Question

Two spherical objects are separated by a distance of 2.59 × 10-3 m. The objects are initially electrically neutral and are very small compared to the distance between them. Each object acquires the same negative charge due to the addition of electrons.
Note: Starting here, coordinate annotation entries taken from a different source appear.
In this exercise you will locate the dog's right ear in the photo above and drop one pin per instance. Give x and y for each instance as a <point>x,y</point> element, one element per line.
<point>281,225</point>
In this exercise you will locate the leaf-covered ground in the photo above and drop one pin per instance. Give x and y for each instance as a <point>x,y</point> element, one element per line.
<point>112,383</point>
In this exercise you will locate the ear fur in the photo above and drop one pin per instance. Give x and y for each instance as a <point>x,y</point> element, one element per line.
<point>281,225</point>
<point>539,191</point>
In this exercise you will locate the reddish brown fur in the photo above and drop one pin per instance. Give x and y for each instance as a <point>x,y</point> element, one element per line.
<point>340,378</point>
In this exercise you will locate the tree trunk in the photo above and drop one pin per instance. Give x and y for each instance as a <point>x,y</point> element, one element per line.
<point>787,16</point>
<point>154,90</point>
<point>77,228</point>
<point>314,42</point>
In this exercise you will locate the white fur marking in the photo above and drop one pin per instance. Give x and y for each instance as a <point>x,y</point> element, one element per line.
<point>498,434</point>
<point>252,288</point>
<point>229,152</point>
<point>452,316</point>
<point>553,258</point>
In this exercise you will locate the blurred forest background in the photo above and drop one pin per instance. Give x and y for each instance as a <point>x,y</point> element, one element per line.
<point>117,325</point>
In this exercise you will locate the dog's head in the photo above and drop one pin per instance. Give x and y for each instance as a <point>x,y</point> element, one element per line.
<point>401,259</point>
As a result, each object experiences an electrostatic force that has a magnitude of 4.94 × 10-21 N. How many electrons did it take to produce the charge on one of the objects?

Answer 1

Answer:

Number of electrons, n = 12 electron

Explanation:

Given that,

The distance between charged spheres, $d=2.59\times 10^{-3}\ m$

The object experiences an electrostatic force that has a magnitude of, $F=4.94\times 10^{-21}\ N$

The electric force between spheres is given by :

$F=\dfrac{kq^2}{d^2}$

$q=\sqrt{\dfrac{Fd^2}{k}}$

$q=\sqrt{\dfrac{4.94\times 10^{-21}\times (2.59\times 10^{-3})^2}{9\times 10^9}}$

$q=1.91\times 10^{-18}\ C$

Let there are n number of electrons. Using quantization of electric charge we get :

$q=ne$

$n=\dfrac{q}{e}$

$n=\dfrac{1.91\times 10^{-18}}{1.6\times 10^{-19}}$

n = 11.93 electrons

or

n = 12 electrons

Hence, 12 electrons produce the charge on one of the objects.